Cambridge spin-out ApcinteX starts clinical trials of novel haemophilia drug

ApcinteX Ltd, a biotech company that spun out of the University of Cambridge in 2014, has begun dosing in a Phase I/II clinical trial of its investigational drug SerpinPC, a potential treatment for all types of haemophilia.

About 400,000 people worldwide have haemophilia, a genetic disorder that reduces the level of blood coagulation factors. Persons with haemophilia are therefore prone to bleeding that can be life-threatening if untreated. Currently 80 percent of haemophilia sufferers have limited access to treatment, without which life expectancy is about 10 years.

The current standard of care for haemophilia is regular, prophylactic, intravenous infusion of the missing factor. The burden of care is compounded by breakthrough bleeds into joints and the development of damage similar to severe osteoarthritis. In addition, about one third of those on factor replacement will develop inhibitory antibodies that render treatment ineffective, greatly reducing care options and increasing the cost of care.

ApcinteX’s new drug, SerpinPC, is a protein designed to solve these problems. Instead of replacing the missing coagulation factor, SerpinPC helps the blood to clot by inhibiting an anticoagulant enzyme, activated protein C. The unique mode of action of SerpinPC results in a reduction in blood loss in animal models of haemophilia at low doses, and is well tolerated at high doses in normal animals.

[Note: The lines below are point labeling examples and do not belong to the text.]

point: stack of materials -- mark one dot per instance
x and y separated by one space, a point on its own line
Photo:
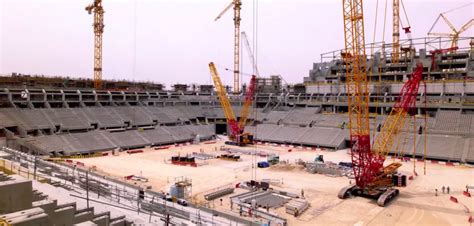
263 164
183 161
230 157
296 206
219 193
203 156
273 159
324 168
399 180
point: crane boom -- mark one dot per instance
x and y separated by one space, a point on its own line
225 103
98 10
396 32
237 6
357 93
373 180
396 119
248 103
455 33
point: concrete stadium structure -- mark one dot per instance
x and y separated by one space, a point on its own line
65 122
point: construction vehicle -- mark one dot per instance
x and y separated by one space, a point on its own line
237 136
373 179
98 10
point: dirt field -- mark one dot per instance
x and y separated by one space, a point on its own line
416 205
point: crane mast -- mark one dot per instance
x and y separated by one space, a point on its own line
237 4
98 10
237 135
373 180
357 92
396 32
225 103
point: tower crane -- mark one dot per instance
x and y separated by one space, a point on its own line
396 32
373 179
237 136
396 47
237 6
98 10
455 32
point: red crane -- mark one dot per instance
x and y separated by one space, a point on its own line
373 180
236 129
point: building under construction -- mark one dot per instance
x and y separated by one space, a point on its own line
397 120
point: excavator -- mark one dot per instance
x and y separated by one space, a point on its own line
373 179
237 136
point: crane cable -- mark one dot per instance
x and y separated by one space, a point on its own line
255 40
371 71
406 15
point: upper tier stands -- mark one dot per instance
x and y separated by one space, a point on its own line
93 141
449 131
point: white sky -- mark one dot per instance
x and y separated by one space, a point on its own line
173 41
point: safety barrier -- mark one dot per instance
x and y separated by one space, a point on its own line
453 199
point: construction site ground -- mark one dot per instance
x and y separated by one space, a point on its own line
416 204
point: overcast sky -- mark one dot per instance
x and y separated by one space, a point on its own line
172 41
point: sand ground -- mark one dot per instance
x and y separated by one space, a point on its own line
416 205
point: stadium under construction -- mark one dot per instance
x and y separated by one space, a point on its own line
383 138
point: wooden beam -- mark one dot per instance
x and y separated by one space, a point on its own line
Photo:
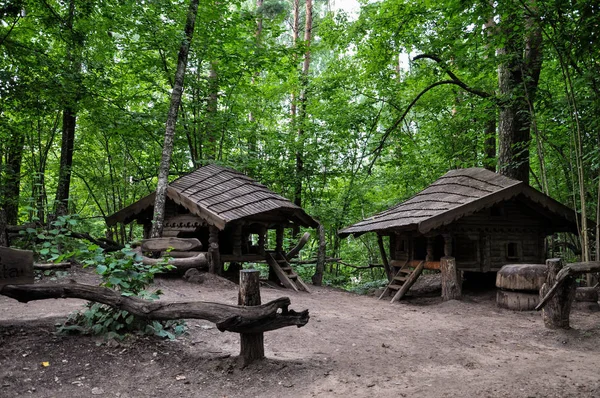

The principal aim of the clinical trial protocol is to test the safety and tolerability of SerpinPC in healthy volunteers and persons with haemophilia. The first doses will be given to healthy volunteers, escalating to higher doses in patients with severe haemophilia. This will be followed by a six-month, multiple-dose study in haemophilia patients, with reduction in bleeding and factor usage as exploratory endpoints. The patient parts of the study will be preceded by an observational phase to establish baseline bleeding and factor use levels.